Jacob Ferdinand Voet or Jakob Ferdinand Voet ( 163926 September 1689) was a Flemish portrait painter. He had an international career that brought him to Italy and France, where he made portraits for an elite clientele. Voet is regarded as one of the best and most fashionable portrait painters of the High Baroque.

Life

Few details about Voet's early life, training and career have been preserved. Voet was born in Antwerp as the son of the painter Elias Voet. He was one of the fifteen children; his older brother Carlo moved to Amsterdam and married in 1661 a daughter of the wealthy Joan Coymans and Sophia Trip. Jacob left his native Antwerp and travelled to Rome where he resided from 1663 to 1680.  Voet became a member of the Bentvueghels, an association of mainly Dutch and Flemish artists active in Rome.  Voet drew a picture in charcoal of all the members of the Bentvueghels on the white-washed wall of an inn in Rome that was a popular meeting place of this group.  The picture was treasured enough to be spared whenever the walls were repainted.

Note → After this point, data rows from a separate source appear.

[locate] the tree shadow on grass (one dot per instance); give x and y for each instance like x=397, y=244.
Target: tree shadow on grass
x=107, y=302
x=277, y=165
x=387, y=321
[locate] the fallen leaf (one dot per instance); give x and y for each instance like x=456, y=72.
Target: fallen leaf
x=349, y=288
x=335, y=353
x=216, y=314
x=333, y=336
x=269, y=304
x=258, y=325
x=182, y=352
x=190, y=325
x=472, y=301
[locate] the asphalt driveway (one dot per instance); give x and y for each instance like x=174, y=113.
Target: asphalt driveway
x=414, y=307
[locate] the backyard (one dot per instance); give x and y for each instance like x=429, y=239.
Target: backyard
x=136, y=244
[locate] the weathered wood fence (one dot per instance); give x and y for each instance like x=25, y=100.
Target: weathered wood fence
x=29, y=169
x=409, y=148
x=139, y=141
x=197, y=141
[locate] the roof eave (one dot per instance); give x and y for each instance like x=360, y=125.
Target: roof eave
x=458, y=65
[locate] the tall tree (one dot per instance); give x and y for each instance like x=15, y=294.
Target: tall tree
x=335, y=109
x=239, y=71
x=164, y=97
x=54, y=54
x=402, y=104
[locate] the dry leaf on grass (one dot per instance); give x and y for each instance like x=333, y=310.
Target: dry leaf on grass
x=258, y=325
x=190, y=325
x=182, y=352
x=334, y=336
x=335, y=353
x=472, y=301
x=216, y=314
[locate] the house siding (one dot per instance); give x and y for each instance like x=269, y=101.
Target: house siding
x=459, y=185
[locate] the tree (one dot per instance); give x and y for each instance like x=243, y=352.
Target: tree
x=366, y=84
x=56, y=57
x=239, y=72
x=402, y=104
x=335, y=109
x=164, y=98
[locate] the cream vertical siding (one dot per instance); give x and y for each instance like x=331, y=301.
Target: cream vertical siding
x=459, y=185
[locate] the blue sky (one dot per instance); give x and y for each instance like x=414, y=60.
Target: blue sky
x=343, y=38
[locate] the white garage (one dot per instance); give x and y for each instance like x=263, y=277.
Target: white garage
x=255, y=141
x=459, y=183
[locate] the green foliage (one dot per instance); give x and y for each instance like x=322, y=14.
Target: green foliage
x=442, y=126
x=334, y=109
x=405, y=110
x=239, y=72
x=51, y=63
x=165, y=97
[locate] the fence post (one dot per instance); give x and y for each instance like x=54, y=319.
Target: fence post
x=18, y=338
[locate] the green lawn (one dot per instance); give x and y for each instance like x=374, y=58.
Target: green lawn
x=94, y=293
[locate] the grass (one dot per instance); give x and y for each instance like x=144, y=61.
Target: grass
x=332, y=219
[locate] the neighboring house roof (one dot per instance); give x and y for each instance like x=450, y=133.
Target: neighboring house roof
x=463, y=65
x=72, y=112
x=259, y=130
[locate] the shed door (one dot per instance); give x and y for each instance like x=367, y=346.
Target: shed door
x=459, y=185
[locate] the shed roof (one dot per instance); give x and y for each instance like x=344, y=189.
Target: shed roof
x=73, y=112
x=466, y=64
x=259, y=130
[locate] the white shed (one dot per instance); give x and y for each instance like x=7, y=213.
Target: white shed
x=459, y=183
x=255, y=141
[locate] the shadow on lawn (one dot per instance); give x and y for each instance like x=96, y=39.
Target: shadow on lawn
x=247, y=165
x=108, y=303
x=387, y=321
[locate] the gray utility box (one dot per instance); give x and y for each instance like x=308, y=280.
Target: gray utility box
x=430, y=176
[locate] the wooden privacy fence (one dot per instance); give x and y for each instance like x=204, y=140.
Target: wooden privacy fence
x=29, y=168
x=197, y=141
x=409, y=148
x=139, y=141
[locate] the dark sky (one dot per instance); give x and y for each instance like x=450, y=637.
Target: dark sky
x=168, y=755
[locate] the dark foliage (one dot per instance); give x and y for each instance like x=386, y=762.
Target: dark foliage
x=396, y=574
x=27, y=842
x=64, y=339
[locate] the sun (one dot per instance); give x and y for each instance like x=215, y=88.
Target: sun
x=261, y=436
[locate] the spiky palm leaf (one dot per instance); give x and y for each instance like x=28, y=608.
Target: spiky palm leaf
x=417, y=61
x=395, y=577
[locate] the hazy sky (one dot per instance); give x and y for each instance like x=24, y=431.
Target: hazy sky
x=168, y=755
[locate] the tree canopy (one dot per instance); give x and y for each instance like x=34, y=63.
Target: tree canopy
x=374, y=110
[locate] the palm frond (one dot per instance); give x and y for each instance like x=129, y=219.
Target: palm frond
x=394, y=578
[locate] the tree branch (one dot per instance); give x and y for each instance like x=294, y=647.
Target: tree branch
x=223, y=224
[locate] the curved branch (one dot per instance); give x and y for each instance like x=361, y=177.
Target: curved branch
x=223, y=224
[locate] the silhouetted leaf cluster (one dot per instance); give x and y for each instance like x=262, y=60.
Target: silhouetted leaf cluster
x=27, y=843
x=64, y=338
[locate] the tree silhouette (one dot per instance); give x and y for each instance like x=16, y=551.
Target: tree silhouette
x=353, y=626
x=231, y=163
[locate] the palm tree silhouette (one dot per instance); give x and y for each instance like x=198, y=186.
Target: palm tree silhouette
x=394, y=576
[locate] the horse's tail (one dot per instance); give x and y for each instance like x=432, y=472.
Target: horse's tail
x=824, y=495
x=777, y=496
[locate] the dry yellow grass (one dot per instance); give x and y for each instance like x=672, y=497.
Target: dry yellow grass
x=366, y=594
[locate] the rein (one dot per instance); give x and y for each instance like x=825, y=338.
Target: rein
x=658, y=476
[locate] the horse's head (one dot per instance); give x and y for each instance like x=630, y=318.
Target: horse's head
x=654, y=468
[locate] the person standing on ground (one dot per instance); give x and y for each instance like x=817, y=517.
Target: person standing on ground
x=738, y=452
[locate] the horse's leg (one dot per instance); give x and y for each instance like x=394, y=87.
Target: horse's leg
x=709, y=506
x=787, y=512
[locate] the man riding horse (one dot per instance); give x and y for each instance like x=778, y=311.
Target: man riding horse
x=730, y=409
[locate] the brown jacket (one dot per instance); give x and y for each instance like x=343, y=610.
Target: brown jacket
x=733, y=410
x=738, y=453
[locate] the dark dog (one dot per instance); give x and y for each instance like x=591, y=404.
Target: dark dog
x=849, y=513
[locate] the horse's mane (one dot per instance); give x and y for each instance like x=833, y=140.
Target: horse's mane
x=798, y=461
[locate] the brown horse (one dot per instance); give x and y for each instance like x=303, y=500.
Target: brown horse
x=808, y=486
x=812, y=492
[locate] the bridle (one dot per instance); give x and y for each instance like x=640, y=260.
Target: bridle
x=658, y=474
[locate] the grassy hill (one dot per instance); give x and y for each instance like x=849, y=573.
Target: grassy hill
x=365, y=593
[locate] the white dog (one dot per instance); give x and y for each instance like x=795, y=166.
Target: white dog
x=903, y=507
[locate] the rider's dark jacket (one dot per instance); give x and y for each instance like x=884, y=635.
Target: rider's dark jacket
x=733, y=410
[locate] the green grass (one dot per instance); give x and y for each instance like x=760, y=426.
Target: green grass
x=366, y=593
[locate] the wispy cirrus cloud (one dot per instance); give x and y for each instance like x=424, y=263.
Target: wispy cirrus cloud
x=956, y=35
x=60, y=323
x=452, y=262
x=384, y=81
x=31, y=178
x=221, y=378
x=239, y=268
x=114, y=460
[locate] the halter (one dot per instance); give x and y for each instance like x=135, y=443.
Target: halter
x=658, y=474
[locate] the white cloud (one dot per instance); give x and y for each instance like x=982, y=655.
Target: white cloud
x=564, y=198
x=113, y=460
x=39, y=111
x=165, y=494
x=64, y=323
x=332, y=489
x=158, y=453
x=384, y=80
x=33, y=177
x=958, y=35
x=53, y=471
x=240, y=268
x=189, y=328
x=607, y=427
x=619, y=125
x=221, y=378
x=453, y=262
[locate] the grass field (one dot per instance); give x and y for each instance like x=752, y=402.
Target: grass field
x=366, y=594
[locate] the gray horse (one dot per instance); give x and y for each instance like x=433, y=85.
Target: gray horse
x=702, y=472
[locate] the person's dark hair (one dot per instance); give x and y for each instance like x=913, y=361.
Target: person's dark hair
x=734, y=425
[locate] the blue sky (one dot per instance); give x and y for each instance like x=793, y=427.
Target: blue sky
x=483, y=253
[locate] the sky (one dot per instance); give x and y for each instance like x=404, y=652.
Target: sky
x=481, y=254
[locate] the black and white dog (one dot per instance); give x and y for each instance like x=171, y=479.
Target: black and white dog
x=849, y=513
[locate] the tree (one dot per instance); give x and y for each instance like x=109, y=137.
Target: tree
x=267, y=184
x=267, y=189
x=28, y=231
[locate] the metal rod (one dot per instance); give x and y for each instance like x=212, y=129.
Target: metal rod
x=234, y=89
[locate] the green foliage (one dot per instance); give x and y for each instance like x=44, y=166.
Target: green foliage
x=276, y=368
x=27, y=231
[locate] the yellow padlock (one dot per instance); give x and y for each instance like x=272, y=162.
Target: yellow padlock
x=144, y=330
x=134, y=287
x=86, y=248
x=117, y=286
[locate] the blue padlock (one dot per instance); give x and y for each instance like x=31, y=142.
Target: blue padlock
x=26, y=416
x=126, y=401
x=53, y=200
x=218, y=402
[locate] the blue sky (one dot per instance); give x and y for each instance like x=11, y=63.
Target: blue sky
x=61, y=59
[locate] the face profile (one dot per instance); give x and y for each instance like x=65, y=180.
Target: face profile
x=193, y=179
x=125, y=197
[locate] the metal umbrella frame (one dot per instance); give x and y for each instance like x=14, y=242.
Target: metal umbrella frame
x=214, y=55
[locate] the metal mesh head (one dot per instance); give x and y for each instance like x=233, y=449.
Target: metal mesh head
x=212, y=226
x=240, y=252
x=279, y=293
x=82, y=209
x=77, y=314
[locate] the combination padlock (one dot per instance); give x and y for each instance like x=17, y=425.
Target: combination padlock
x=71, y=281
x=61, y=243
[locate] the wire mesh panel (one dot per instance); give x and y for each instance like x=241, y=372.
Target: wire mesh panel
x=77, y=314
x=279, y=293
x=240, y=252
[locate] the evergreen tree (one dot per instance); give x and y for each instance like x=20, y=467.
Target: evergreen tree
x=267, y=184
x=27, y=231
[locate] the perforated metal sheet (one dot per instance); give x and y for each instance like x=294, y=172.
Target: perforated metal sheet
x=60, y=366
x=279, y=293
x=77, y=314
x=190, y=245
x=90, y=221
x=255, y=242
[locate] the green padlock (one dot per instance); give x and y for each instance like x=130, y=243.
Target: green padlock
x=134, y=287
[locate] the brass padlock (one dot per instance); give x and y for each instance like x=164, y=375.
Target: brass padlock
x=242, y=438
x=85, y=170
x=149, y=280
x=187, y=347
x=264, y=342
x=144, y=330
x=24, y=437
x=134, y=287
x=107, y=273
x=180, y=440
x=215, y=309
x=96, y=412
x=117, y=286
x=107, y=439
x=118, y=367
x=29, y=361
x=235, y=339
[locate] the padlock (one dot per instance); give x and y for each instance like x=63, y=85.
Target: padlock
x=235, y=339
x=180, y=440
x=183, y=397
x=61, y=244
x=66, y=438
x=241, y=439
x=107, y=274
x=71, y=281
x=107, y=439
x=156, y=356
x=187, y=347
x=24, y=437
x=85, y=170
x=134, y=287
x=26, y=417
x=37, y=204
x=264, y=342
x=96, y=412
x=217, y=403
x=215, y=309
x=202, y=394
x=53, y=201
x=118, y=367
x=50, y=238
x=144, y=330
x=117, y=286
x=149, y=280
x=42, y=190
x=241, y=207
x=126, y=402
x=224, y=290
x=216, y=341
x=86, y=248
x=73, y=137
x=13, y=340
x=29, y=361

In Rome Voet's skills as a portrait painter were much in demand at the Papal court and by the Roman aristocracy, including the prominent Colonna and Odescalchi families. He was patronised by Christina, Queen of Sweden, who was then resident in Rome.  He painted her portrait as well as that of her friend, Cardinal Azzolino. Englishmen and other Europeans visiting Rome on their Grand Tour also commissioned portraits from Voet.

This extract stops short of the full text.